Это сложная и болезненная тема. Мои родители получили квартиру как семья с ребенком-инвалидом, но въехал в нее сын моего отца от первого брака. Несколько лет я ее с боем отвоевывала для дочери, Ульяны. Если бы не дочь, я бы и дальше терпела эту несправедливость: папа тоже применял силу в воспитании, и я его боялась. Он считает, что я должна была находиться рядом с ними всю жизнь: ты можешь выйти замуж и родить, но все равно должна вернуться в семью.

Анастасия Аброскина: «Я разрешила себе попробовать и оставила место для провала»
Почему родители не могут просто порадоваться за ребенка и отпустить его?

А почему мне мама до сих пор звонит и говорит: «Ты ко мне еще приползешь!»? Я не знаю.

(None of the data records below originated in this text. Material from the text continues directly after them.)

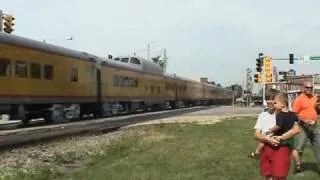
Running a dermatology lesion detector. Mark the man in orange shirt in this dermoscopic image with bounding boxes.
[292,82,320,173]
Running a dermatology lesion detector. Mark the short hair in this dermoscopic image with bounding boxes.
[275,93,289,107]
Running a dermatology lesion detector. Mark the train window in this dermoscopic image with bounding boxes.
[0,59,12,76]
[130,58,140,64]
[134,79,138,87]
[123,77,130,87]
[43,64,53,80]
[70,68,78,82]
[30,63,41,79]
[121,58,129,63]
[113,75,119,86]
[119,76,124,87]
[90,66,96,76]
[15,61,28,78]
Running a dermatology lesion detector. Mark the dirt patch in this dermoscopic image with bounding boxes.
[126,115,252,128]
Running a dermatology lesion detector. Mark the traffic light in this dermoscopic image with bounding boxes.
[2,15,15,34]
[266,74,272,83]
[254,73,262,83]
[256,58,263,72]
[263,56,272,74]
[289,54,294,64]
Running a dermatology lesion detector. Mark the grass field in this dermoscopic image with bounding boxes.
[3,118,319,180]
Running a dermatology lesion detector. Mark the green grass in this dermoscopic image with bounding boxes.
[3,118,319,180]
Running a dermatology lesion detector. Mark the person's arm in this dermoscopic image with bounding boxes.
[292,97,301,114]
[279,124,300,140]
[254,129,279,145]
[267,125,280,134]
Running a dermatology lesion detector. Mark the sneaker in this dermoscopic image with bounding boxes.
[294,164,302,174]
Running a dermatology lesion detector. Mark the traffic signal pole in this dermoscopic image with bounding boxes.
[261,57,267,106]
[0,10,3,32]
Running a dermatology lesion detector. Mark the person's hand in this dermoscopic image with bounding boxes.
[305,120,314,125]
[273,136,282,142]
[266,136,280,146]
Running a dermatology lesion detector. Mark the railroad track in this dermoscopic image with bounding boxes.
[0,106,212,151]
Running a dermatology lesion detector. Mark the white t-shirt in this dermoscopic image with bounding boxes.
[254,112,276,134]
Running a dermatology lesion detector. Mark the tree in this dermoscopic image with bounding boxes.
[151,55,168,72]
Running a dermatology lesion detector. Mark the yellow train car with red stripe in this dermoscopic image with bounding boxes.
[0,33,232,123]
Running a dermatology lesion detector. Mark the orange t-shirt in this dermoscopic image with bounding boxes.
[292,94,318,121]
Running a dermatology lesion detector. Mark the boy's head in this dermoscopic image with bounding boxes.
[267,94,275,113]
[274,93,288,110]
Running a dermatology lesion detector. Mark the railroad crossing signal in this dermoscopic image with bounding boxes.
[289,54,294,64]
[254,73,262,83]
[263,56,272,82]
[263,56,272,74]
[256,58,263,72]
[2,15,15,34]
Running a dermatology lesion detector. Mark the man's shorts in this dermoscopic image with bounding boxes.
[260,144,291,178]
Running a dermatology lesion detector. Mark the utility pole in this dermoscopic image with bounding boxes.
[163,48,168,72]
[0,10,3,32]
[260,56,267,106]
[246,68,252,107]
[148,42,150,61]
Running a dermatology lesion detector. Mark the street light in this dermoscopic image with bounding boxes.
[148,41,154,61]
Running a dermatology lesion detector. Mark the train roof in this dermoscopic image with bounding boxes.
[0,32,232,91]
[0,32,162,75]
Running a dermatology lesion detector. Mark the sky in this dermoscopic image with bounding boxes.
[0,0,320,86]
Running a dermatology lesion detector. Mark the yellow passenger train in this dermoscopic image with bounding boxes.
[0,33,232,123]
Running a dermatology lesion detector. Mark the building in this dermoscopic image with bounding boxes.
[266,74,320,96]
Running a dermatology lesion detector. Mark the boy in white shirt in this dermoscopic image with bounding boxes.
[249,100,276,158]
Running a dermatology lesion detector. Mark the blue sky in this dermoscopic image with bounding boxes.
[0,0,320,85]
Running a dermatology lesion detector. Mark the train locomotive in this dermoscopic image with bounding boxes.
[0,33,232,124]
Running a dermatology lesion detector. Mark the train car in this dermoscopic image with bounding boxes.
[0,33,230,124]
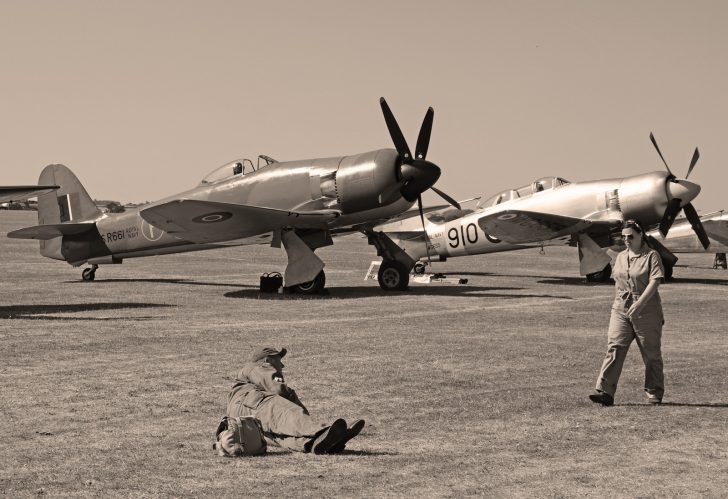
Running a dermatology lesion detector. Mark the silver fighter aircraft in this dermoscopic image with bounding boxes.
[8,98,452,293]
[375,134,710,289]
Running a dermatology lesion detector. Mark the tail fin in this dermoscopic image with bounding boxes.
[38,165,102,260]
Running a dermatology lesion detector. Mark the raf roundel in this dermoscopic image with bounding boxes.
[192,211,233,224]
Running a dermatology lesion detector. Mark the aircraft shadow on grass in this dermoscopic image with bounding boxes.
[536,276,614,287]
[0,302,176,321]
[225,285,573,300]
[266,447,399,458]
[63,278,258,289]
[669,276,728,286]
[615,402,728,409]
[448,271,614,286]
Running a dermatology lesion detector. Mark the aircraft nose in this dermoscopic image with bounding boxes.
[667,180,700,206]
[400,159,441,201]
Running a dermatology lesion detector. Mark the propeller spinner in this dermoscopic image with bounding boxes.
[650,132,710,249]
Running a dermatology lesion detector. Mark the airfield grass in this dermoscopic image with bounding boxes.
[0,212,728,497]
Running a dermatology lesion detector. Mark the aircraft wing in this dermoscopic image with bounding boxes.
[0,185,59,203]
[703,220,728,246]
[139,199,341,243]
[8,222,96,241]
[478,210,622,244]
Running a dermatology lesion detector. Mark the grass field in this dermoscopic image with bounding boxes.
[0,211,728,497]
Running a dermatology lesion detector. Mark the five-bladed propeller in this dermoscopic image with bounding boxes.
[379,97,460,209]
[650,132,710,249]
[379,97,461,268]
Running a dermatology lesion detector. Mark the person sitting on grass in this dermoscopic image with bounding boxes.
[226,347,364,454]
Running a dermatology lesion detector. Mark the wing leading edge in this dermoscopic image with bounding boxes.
[478,210,622,244]
[0,185,59,203]
[139,199,341,243]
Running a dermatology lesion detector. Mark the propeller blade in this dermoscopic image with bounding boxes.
[650,132,674,177]
[683,203,710,249]
[685,147,700,180]
[415,107,435,159]
[417,196,432,266]
[660,198,682,237]
[430,186,462,210]
[379,97,412,163]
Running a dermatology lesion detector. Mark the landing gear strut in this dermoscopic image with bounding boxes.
[412,262,427,275]
[713,253,728,269]
[81,264,99,281]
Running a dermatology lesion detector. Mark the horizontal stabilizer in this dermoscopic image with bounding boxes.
[0,185,58,203]
[139,199,341,243]
[478,210,622,244]
[8,222,96,241]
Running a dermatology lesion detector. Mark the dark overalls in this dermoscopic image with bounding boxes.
[597,246,665,399]
[227,360,329,452]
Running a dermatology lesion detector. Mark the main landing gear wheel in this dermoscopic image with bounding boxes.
[377,260,409,291]
[81,265,98,281]
[290,270,326,295]
[586,263,612,282]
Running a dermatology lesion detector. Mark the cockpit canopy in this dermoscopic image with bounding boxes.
[478,177,571,208]
[200,154,276,184]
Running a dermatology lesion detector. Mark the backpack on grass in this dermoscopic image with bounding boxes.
[212,416,268,457]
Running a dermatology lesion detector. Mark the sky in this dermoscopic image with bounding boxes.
[0,0,728,213]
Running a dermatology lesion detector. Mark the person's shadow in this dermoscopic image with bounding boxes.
[614,402,728,409]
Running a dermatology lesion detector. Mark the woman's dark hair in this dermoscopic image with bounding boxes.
[622,220,644,234]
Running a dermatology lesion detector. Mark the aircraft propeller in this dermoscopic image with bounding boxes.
[650,132,710,249]
[379,97,460,209]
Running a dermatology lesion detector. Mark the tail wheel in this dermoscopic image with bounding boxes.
[412,262,427,275]
[586,264,612,282]
[377,260,409,291]
[291,270,326,295]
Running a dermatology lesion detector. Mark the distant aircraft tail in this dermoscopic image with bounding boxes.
[38,165,102,260]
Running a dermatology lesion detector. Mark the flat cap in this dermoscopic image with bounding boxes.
[250,347,286,362]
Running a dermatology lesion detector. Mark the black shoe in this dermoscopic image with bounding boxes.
[589,390,614,406]
[329,419,364,454]
[311,419,346,454]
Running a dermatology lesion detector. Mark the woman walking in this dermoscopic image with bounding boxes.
[589,220,665,405]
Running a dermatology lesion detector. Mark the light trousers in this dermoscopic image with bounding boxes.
[596,306,665,399]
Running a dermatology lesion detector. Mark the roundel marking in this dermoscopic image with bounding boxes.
[192,211,233,224]
[142,220,164,241]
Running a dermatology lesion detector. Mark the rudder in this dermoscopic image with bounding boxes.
[38,165,102,260]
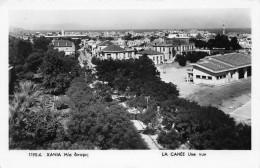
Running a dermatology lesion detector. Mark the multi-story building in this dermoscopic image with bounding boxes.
[52,40,75,55]
[101,44,136,60]
[136,49,165,65]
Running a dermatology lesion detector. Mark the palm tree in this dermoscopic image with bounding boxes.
[9,81,40,123]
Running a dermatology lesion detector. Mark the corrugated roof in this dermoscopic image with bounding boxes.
[212,53,251,66]
[102,44,125,52]
[53,40,73,47]
[193,53,251,73]
[98,41,114,46]
[137,49,163,55]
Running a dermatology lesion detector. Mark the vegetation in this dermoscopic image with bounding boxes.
[93,55,251,150]
[39,50,80,94]
[175,54,187,66]
[9,34,251,150]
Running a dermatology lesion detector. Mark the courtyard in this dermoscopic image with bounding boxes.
[157,63,251,124]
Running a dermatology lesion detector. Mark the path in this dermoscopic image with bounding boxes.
[131,120,163,150]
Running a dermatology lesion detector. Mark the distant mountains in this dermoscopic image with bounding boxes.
[9,26,251,34]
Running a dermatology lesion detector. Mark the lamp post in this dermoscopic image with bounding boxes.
[145,96,150,110]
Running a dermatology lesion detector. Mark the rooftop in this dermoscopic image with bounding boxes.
[53,40,73,47]
[102,44,125,52]
[193,53,251,73]
[98,41,114,46]
[137,49,163,55]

Я стала чемпионкой, поступила в мединститут, но что бы я ни делала, для этих людей ничего не изменится. Мать водила меня к психиатру, когда мне было 15 лет. Врач сказал: «У Насти проблема, вы ее не хвалите, и она мучается». Мне было важно, чтобы меня обнимали, целовали, гладили, и врач посоветовал матери все это делать. Ее хватило ровно на две недели. Потом она высмеяла психиатра, и этим все кончилось.

Но с этим еще можно бороться. А вот сексуальное воспитание — это полный провал. Мне повезло, в моем случае эти пробелы восполнил муж, у него первое образование педагогическое.

Считается, что мама ребенка с особенностями должна ходить к психологу. Но в реальности она вряд ли туда пойдет. Этим женщинам иногда на себя времени не хватает. Но, отказываясь от помощи специалиста, они уродуют детей своей гиперопекой. Я часто встречаю девушек, которые пытались жить самостоятельно, но в итоге вернулись к родителям, потому что не могли адаптироваться. Чаще всего после таких «вылазок» страх большой жизни сохраняется навсегда.

Ты сейчас много времени уделяешь просветительской работе. Какая у нее цель?

Я не хочу, чтобы кто-то другой мучился так, как я.

Вообще эту идею я отчасти позаимствовала у мамы. Я готова признавать ее заслуги. Именно благодаря ей я занималась конным спортом, поступила в медицинский. Если бы у меня не было этого опыта, я бы не стала TED-спикером. Она мой идейный вдохновитель. Я часто слышала от нее, что ДЦП можно было бы предотвратить. Но так сложились обстоятельства.

Я выросла и подумала: почему бы не сделать так, чтобы все знали? Чтобы другим удалось избежать того, что произошло со мной?
По рассказам родителей, я родилась во время августовского путча. Мама лежала в медицинском центре на Таганке. Ее предупредили об осложнениях, рекомендовали рожать в больнице, под наблюдением врачей, но отпустили домой, поскольку в роддоме было небезопасно.

В это время в Твери бабушка, которая присматривала за моими старшими сестрами, сломала ногу. Она попросила родителей о помощи, и они поехали вдвоем. Папа повез бабушку в больницу, а у мамы начались схватки. Она родила меня за 20 минут, в избе, это было похоже на выкидыш. Мама схватила меня и побежала в медпункт. А медпункте были пьяный врач и медсестра. Мама и медсестра с помощью справочника рассчитали дозу инъекции иммуноглобулина, ввели ее, и на этом моменте развитие паралича закончилось.

Но она всю жизнь говорила: «Если бы я знала, что будут такие последствия, я бы никогда туда не поехала». И это «если бы» звучало постоянно. Я выросла и подумала: «Почему бы не сделать так, чтобы все знали? Чтобы другим удалось избежать того, что произошло со мной?» У меня для этого есть все: медицинские знания, представительские навыки, знания PR. Наверно, бог создал меня именно такой, чтобы я об этом говорила.